Эти теоретические реминисценции, на мой взгляд, очень своевременны, поскольку сейчас часто можно встретить интерпретацию произведения искусства, и в частности поэзии, именно в этой манере сведения их к элементарным составляющим. Через материал, который использует поэт, и способ его обработки можно легко проложить тропинку к личным взаимоотношениям поэта с родителями, но это ни в коей мере не поможет нам понять его поэзию. Подобного рода редукцию можно провести в любых других областях, и не только в случаях патологических нарушений. Неврозы и психозы также редуцируются к инфантильным взаимоотношениям с родителями, равно как и хорошие и плохие привычки человека, его убеждения, особенности, страсти, интересы и так далее. Трудно предположить, что эти столь разные явления могут иметь одно и то же объяснение, иначе мы неизбежно придем к выводу, что все они есть просто одно и то же. Если произведение искусства объясняется так же, как невроз, значит либо оно является неврозом, либо невроз является произведением искусства. Этот тезис, конечно, игра слов, но при этом он выражает позицию здравого смысла, восстающего против помещения произведения искусства на одну доску с неврозом. Аналитик в особых случаях может рассматривать невроз как произведение искусства в силу своих профессиональных наклонностей, но в голову обывателя никогда не придет принять патологические феномены за искусство, несмотря на тот факт, что художественное произведение возникает примерно в тех же психологических условиях, что и невроз.

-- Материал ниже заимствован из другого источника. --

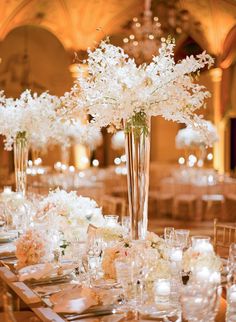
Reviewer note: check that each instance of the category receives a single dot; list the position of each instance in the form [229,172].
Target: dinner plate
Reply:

Это совершенно естественно, поскольку эти условия в определенной степени близки каждому индивидууму и, благодаря относительному постоянству человеческого окружения, всегда одни и те же как для невротизированного интеллектуала, так и для поэта, и любого нормального человеческого существа. У всех есть родители, у всех есть отцовский или материнский комплекс, всем знаком секс, и вследствие этого все испытывают одни и те же типично человеческие трудности. На одного поэта могут в большей степени влиять взаимоотношения с отцом, на другого — привязанность к матери, в то время как в произведениях третьего отчетливо видны следы сексуальной подавленности. Поскольку все это можно сказать столь же обосновано не только о невротиках, но и о каждом нормальном человеке, здесь нет ничего особо важного для оценки произведения искусства. В целом, наше знание психологической подоплеки необходимо в дальнейшем расширять и углублять.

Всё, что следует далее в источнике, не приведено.